Known for his striking falsetto vocals and three-octave range, Valli did not realize his voice was special early on.

“I never really realized it. I just thought everybody could sing,” he said. “If we could all talk, why couldn’t everybody sing? There was no formal training. I did a lot of impressions and I got a good feel as to what you could do with a vocal mechanism.”

From singing on street corners with friends, he practiced in “closets in the house and in the shower and the bathroom.”

He grew up loving jazz and would hang out at the famed Birdland jazz club in New York.

“My favorite band was Stan Kenton,” he said. “There were several groups I really liked, The Four Freshmen, The Hi-Lo’s, and the Delta Rhythm Boys, the variation of different kinds of singers.”

Trying to make a career singing with various vocal groups during the birth of rock ‘n’ roll was not easy, though he got on the “Ed Sullivan Show” in 1956, as a member of The Four Lovers.

“It was tough,” he said. “We didn’t have our first hit until 1962. In the ’50s we were struggling to try to get something going, just struggling to get in the door so that we might be able to record. We were a local hit before we had any success.”

Changing their name to the Four Seasons after a cocktail lounge in a New Jersey bowling alley, they hit No. 1 in 1962 with “Sherry,” composed by the group’s tenor Bob Gaudio. A remarkable string of top hits soon followed — “Big Girls Don’t Cry,” “Walk Like a Man” and “Rag Doll.”

“It was amazing,” he said. “I almost didn’t believe it. It was really strange to want something for so long and then it comes. It’s almost like it’s going to change your life, but it really doesn’t, it just broadens it. The first three records were No. 1 and then when ‘Dawn (Go Away)’ was No. 3, I thought it was over.”

As a solo artist, his hits included “My Eyes Adored You,” and then “Grease,” the title song from the smash movie starring Olivia Newton-John and John Travolta.
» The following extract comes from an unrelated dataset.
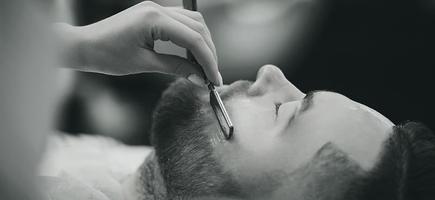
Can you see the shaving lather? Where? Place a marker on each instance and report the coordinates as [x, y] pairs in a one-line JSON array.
[[215, 100]]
Composed by Bee Gee Barry Gibb, it was the opening track on the biggest selling soundtrack album of all time.

“Barry got in touch with me, and said, ‘I wrote a song that I’d like for you to do.’ We loved it, and the rest is history,” Valli said. “Because of the absence of hits for some years, it brought in a new audience. ‘Jersey Boys’ did the same thing.”

A musical biography of Valli and the Four Seasons, “Jersey Boys,” debuted on Broadway in 2005 and won four Tony Awards. It’s still running in London’s West End.

What was it like for him seeing his life portrayed in the show?

“It was tough in the beginning,” he admitted. “You don’t quite see yourselves the way somebody else might. It took about six months for me to get used to it.”

Reflecting on his storied career, Valli said, “I love what I do. You should never do things that you don’t love doing. I feel privileged to have been able to make a living at something that I absolutely loved for most of my life.”

Valli and The Four Seasons perform on Friday in the MACC’s A&B Amphitheater and Yokouchi Pavilion. Gates open at 6 p.m. and the concert starts at 7:30 p.m. Tickets are $65, $85 and $125, with a limited number of $195 Gold Circle seats plus applicable fees. Advance ticket sales are available online only at MauiArts.org.